Run Args

meta arguments

Now you have a concept of the Function, Dataset and Runners, it’s time to talk about run_args. These are “extra” arguments that go alongside your function, but do not interact directly with it.

This can create some confusing terminology, so lets be explicit. Whenever args are discussed, this is referring to the actual Function arguments, i.e. what the Runner is storing. run_args deal with things like the remote directory and resource requests.

Native Arguments

Here we will cover the run_args that are natively understood by a run.

While you can implement your own functionality (more on that later), the following arguments are common to all runs.

Skip & Force

This is a special “contextual” run arg. There are three situations where there args are relevant.

Dataset init

By default, when defining Dataset(...), a search is done to see if a matching Dataset has already been created. If this is the case, the current creation will be “skipped”, and the Dataset will instead be unpacked from the previous state.

Setting skip=False will ensure a new Dataset is created, deleting the old database in the process.

force=True is ignored here, only skip has any function.

Note

It is advised to use Dataset(..., skip=False) while testing, as it ensures consistent behaviour. Only once you care about the result should you drop this argument (or change it to True).

Run append

Any Runner that already exists cannot be added to a Dataset.

With skip=False runner will be appended anyway. This does not overwrite the existing runner, and allows for multiple copies of the same run.

force=True acts as an inverted alias of skip. i.e. skip=False == force=True

Run()

When running a Dataset, is_finished is called to get the states of any runners. Any that are already running or have completed will not be submitted.

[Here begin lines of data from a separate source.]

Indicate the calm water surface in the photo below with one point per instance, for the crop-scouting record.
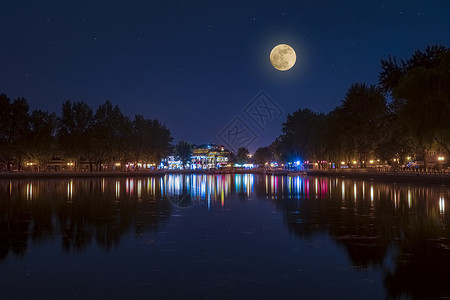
(222, 237)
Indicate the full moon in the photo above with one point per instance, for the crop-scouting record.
(283, 57)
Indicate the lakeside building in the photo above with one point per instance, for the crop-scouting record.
(209, 157)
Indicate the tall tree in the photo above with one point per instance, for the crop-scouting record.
(242, 155)
(41, 141)
(14, 128)
(421, 95)
(75, 135)
(184, 151)
(111, 130)
(360, 117)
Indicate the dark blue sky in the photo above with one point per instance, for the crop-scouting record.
(195, 66)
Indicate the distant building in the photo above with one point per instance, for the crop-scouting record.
(209, 157)
(172, 162)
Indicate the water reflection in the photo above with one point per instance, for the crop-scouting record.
(399, 229)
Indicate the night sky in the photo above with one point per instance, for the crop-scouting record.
(196, 66)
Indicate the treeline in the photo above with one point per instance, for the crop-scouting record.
(79, 134)
(406, 115)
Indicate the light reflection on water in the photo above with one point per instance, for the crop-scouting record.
(399, 232)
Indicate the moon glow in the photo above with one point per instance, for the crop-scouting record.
(283, 57)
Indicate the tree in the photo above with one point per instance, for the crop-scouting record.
(111, 130)
(41, 140)
(262, 155)
(75, 135)
(303, 135)
(242, 155)
(421, 96)
(360, 118)
(184, 151)
(13, 130)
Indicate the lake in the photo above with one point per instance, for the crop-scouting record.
(223, 237)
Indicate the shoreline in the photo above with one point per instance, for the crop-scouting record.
(386, 176)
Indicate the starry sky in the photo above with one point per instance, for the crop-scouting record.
(196, 66)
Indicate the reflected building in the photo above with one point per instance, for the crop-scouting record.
(209, 157)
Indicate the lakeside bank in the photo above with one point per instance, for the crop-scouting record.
(385, 176)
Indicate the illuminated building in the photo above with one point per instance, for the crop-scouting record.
(209, 157)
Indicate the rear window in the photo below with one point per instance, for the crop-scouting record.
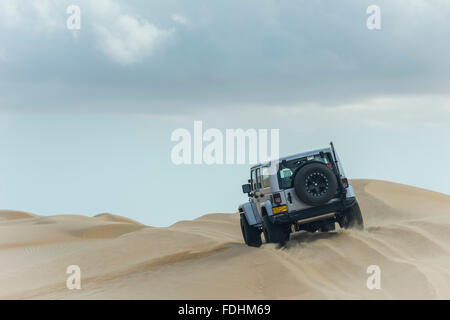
(289, 168)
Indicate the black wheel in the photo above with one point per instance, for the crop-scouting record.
(328, 227)
(315, 184)
(251, 235)
(352, 218)
(275, 233)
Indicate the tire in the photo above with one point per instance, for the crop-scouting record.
(327, 228)
(352, 218)
(275, 233)
(315, 184)
(251, 235)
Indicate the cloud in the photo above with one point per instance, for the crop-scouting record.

skip=False allows runners which are already submitted to be resubmitted

In general force=True functions as an inverted alias of skip. However there is an additional keyword argument force_ignores_success which is required to resubmit runners considered as “succeeded”. This is an extra safeguard against overwriting data.

Important

force_ignores_success is required for skip=False/force=True to function on runners which are considered to have succeeded. This is a runner which has successfully returned a result file.

Dirs

The most commonly set run_args are the *_dir family. These designate where your run files will end up and it is recommended to change these from defaults when doing a full run. remotemanger can create a lot of small files, which can make directory navigation cumbersome, even with proper segmentation.

local_dir

This directory is on your machine, and dictates where the runners will “stage” from. When running, files are first written to this directory then sent to the remote.

remote_dir

This directory is the main one on the remote machine, and is where all the main run files are copied to.

run_dir

This directory is not always used, it exists within the remote_dir, and is where the run will actually be executed.

Warning

Be careful using run_dir with runs where the file system needs to be interacted with. A good example is when sending extra files, you will need to access them using ../file, for example.

Run modifiers

Asynchronous

True by default, ensures that runs are executed in parallel. Set to False to force a dataset to execute its runners one after another (only functions when submitter="bash")

Argument Hierarchy

run_args can be set at multiple levels.

  • Dataset - This is the “top level” storage, all runners inherit from this dictionary

  • Runner - Runners can have their own “local” run_args, just for that run

  • Run/Temporary - when running a Dataset, you can also pass arguments into the run. These are considered “temporary” arguments, and will be dropped after the run completes.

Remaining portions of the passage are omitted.